Once rich control variables and fixed effects are included, researchers should assess whether serious endogeneity concerns remain. If no credible endogeneity threat can be identified, it is often preferable to rely on an efficient regression analysis with low standard errors using OLS with rich controls and fixed effects (Wooldridge 2010, p. 104). Thus, rather than immediately going down the route of instrumental variable or instrument-free approaches, we urge researchers to pause and assess how much of an endogeneity problem there may be left.

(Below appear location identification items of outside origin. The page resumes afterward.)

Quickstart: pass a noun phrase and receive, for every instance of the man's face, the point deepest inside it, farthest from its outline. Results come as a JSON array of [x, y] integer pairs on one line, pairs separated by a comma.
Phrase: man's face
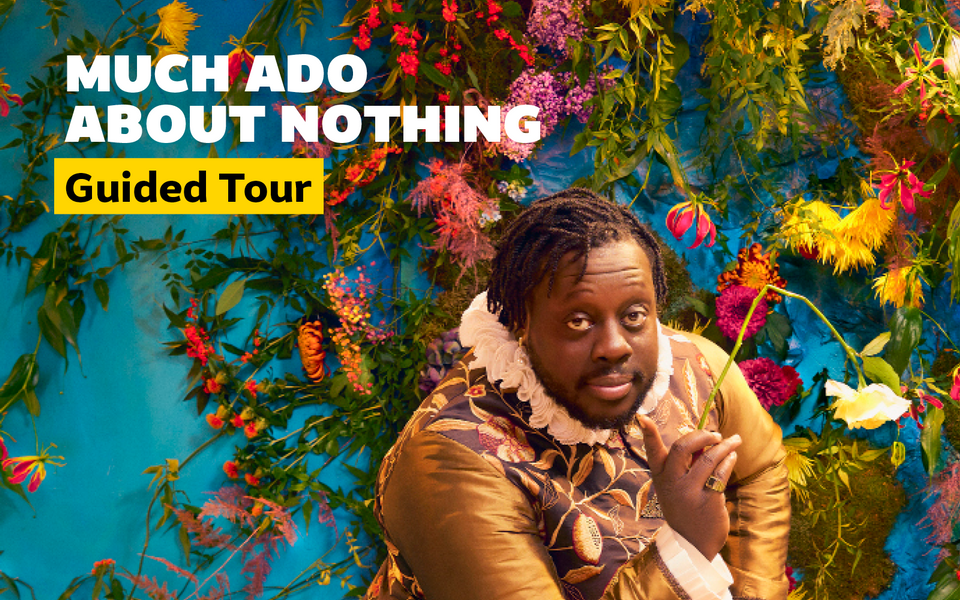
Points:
[[593, 342]]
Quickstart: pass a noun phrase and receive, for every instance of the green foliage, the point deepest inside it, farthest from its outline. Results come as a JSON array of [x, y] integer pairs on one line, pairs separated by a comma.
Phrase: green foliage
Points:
[[841, 521]]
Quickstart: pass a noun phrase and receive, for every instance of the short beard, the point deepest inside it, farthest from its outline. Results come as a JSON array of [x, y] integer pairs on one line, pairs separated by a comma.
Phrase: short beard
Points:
[[553, 389]]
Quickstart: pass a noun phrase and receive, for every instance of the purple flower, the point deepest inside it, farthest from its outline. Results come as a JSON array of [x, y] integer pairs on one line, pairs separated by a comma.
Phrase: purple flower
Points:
[[553, 23], [732, 307]]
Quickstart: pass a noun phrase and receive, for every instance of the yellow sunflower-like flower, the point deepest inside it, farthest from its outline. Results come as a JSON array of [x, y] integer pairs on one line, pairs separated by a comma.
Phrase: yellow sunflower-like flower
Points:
[[176, 21], [807, 225], [846, 253], [869, 224], [900, 287]]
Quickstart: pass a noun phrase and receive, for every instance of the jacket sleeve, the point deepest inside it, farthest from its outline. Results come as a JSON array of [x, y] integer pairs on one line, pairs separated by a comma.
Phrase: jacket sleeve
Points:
[[758, 494], [464, 530], [467, 533]]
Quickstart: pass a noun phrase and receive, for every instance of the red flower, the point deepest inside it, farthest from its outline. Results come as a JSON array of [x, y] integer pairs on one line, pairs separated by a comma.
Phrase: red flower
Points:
[[211, 386], [100, 567], [23, 466], [889, 182], [732, 307], [409, 63], [6, 97], [685, 214], [955, 390], [237, 58]]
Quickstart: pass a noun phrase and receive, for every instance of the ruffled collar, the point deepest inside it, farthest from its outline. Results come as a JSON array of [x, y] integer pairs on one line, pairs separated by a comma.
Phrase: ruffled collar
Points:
[[496, 349]]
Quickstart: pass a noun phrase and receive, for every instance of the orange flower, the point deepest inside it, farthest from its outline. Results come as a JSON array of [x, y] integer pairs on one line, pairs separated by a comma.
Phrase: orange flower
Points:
[[237, 58], [505, 440], [312, 354], [22, 466], [754, 270]]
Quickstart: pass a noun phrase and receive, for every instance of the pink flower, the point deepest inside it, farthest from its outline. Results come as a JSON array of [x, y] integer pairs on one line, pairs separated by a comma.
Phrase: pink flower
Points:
[[889, 182], [682, 216], [237, 58], [732, 307], [6, 97], [768, 381], [25, 465], [955, 390]]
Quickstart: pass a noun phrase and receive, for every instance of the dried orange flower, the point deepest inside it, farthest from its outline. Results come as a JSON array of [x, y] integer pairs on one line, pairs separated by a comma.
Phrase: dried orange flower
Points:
[[312, 354], [754, 270]]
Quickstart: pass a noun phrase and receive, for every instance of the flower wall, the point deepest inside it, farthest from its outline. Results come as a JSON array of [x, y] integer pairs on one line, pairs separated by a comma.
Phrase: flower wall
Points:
[[196, 406]]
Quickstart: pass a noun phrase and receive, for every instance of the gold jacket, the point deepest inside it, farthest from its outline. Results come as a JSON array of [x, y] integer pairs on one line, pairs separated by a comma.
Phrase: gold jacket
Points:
[[477, 504]]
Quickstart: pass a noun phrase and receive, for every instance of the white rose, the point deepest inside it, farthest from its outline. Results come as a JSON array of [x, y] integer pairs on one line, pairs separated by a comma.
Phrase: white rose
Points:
[[869, 407]]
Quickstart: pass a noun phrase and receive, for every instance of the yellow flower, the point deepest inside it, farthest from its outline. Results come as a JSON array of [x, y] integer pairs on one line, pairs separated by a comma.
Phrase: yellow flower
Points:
[[846, 254], [869, 224], [900, 287], [176, 20], [869, 407], [806, 225]]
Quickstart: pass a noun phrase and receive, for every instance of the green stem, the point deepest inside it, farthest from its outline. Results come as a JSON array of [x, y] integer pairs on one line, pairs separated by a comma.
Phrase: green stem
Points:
[[851, 353]]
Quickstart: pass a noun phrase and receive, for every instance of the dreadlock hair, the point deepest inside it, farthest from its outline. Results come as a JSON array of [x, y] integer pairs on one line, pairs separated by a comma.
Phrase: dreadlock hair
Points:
[[574, 220]]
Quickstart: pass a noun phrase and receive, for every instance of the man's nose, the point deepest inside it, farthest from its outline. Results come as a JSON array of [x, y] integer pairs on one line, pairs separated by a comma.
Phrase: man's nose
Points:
[[611, 344]]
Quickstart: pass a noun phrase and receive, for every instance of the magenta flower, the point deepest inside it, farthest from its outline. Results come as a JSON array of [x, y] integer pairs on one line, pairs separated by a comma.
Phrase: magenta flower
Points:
[[768, 381], [909, 186], [682, 216], [732, 307]]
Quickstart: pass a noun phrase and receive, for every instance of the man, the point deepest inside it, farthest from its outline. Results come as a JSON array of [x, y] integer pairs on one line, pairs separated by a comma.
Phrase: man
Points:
[[561, 459]]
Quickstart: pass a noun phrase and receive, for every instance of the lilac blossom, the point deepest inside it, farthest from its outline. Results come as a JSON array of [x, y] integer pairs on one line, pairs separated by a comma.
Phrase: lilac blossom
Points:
[[553, 23]]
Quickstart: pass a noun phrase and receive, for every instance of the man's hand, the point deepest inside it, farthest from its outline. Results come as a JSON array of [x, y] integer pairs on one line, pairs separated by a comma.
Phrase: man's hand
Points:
[[697, 513]]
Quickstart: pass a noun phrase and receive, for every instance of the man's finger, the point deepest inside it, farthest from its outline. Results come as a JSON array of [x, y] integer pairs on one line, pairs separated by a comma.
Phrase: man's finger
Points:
[[653, 444], [712, 460]]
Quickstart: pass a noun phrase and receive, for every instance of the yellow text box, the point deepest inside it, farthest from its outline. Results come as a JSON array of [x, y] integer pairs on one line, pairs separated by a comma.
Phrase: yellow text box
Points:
[[185, 186]]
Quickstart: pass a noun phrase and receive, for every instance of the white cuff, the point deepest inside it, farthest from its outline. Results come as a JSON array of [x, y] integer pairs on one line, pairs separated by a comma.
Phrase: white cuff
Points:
[[702, 579]]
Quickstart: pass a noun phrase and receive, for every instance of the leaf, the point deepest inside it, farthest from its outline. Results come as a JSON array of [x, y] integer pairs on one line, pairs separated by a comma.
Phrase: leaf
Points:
[[230, 296], [906, 327], [880, 371], [930, 438], [876, 345], [103, 292], [586, 466]]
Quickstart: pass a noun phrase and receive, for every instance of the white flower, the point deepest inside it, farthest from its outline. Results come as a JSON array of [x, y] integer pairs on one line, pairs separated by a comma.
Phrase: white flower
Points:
[[869, 407]]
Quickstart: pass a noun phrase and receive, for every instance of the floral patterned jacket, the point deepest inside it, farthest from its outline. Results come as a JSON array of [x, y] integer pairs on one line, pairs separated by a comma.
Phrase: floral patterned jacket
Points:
[[476, 503]]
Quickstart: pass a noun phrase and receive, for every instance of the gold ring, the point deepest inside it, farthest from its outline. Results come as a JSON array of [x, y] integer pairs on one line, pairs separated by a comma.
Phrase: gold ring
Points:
[[714, 483]]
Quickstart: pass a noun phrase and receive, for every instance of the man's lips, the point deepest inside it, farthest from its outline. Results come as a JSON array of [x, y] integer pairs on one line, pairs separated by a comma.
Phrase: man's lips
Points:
[[610, 387]]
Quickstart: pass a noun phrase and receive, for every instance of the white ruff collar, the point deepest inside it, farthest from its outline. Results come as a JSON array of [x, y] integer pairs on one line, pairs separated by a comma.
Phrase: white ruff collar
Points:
[[496, 349]]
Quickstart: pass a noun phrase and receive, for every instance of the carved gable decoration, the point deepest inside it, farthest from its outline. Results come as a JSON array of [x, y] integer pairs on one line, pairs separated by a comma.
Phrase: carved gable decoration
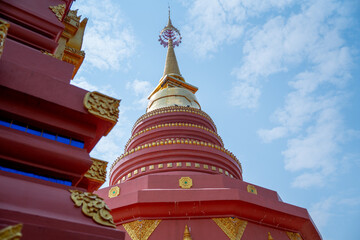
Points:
[[93, 206], [102, 106]]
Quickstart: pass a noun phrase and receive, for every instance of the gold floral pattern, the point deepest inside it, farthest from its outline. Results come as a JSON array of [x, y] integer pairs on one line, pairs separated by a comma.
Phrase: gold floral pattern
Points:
[[141, 229], [93, 206], [233, 227]]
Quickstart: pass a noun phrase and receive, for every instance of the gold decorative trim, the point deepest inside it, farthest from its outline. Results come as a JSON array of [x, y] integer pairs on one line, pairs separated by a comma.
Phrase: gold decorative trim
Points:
[[4, 26], [12, 232], [102, 106], [294, 236], [174, 109], [269, 236], [93, 206], [161, 142], [251, 189], [187, 235], [233, 227], [97, 171], [185, 182], [114, 192], [173, 125], [141, 229], [59, 10]]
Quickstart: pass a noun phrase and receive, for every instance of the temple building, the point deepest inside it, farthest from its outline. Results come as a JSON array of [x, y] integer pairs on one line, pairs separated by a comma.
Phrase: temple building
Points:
[[48, 128], [175, 179]]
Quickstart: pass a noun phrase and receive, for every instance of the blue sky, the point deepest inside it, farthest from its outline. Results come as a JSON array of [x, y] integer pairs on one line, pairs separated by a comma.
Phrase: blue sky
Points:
[[280, 78]]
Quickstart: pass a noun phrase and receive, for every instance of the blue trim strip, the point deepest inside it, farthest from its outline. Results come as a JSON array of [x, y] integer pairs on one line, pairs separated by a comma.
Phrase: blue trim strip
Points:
[[63, 182]]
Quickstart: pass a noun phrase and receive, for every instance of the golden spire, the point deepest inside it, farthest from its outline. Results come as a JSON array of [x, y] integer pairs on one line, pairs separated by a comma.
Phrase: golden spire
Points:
[[171, 66], [170, 37], [187, 235]]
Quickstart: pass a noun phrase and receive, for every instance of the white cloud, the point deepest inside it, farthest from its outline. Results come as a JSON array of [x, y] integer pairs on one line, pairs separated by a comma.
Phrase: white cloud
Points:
[[141, 90], [321, 211], [108, 41], [216, 22]]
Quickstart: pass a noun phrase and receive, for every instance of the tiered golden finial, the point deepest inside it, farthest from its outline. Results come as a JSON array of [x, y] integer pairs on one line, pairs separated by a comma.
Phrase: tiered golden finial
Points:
[[172, 89], [187, 235], [170, 37]]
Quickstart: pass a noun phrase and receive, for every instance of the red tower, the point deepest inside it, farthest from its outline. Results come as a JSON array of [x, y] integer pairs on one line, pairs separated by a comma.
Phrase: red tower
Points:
[[48, 127], [177, 181]]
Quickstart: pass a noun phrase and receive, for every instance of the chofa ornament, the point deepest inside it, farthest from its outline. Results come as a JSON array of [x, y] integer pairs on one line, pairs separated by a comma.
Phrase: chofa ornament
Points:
[[93, 206]]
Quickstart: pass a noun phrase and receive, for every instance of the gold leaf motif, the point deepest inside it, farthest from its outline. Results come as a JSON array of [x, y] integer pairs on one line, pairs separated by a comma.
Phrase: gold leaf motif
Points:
[[102, 106], [59, 10], [93, 206], [233, 227], [114, 192], [141, 229], [294, 236], [185, 182], [11, 232], [97, 170], [4, 26]]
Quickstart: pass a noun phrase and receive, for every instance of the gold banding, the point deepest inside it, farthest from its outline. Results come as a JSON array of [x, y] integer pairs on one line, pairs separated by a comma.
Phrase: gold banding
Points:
[[114, 192], [178, 141], [187, 235], [174, 125], [174, 109], [97, 171], [141, 229], [185, 182], [93, 206]]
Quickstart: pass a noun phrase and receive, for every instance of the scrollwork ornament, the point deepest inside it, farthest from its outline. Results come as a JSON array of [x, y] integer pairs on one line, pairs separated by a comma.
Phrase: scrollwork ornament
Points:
[[97, 170], [93, 206], [59, 10], [102, 106]]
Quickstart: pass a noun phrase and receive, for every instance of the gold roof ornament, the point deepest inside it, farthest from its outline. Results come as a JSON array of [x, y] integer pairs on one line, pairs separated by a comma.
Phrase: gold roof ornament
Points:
[[187, 235]]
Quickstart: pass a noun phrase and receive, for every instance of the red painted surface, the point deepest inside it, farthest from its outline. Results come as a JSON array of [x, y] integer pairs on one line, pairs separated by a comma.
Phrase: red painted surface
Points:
[[155, 192], [35, 89]]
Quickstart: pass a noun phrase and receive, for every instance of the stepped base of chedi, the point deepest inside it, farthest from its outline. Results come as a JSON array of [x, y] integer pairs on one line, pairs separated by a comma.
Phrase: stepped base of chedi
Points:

This conceptual exercise can be complemented by an empirical test for unobserved, confounding variables in the model. Importantly, treatment choice, simultaneity, measurement error, and sample selection can all be understood as special cases of omitted variable bias (Heckman 1979; Wooldridge 2010): (1) treatment choice means that the binary selection of the treatment is due to an omitted variable that determines both the treatment selection and outcome; (2) simultaneity means that the outcome affects the predictor, which can be seen as an omitted variable problem if we fail to account for the outcome, (3) measurement error means that the true variable is effectively omitted and replaced with a noisy proxy, which is mathematically similar to an omitted variable problem; and (4) sample selection means that the binary selection into the sample is due to an omitted variable that determines both the sample selection and outcome.

The Impact Threshold for a Confounding Variable (ITCV), developed by Frank (2000), provides a test for confounding variables. The ITCV quantifies how strong an omitted confounder’s relationship with both the predictor and the outcome would need to be—after accounting for controls and fixed effects—to nullify a statistically significant result . The ITCV therefore shifts the question from whether omitted variable bias exists to how much bias would be required to invalidate the conclusion , offering a practical benchmark for evaluating residual endogeneity risk.

 

 

 

 

 

References

Frank, Kenneth A. (2000), “Impact of a confounding variable on a regression coefficient,” Sociological Methods & Research, 29 (2), 147-194.

Heckman, James J. (1979), “Sample Selection Bias as a Specification Error,” Econometrica, Journal of the Econometric Society, 47 (1), 153-161.”

Wooldridge, Jeffrey M. (2010). Econometric analysis of cross section and panel data. Cambridge: MIT Press.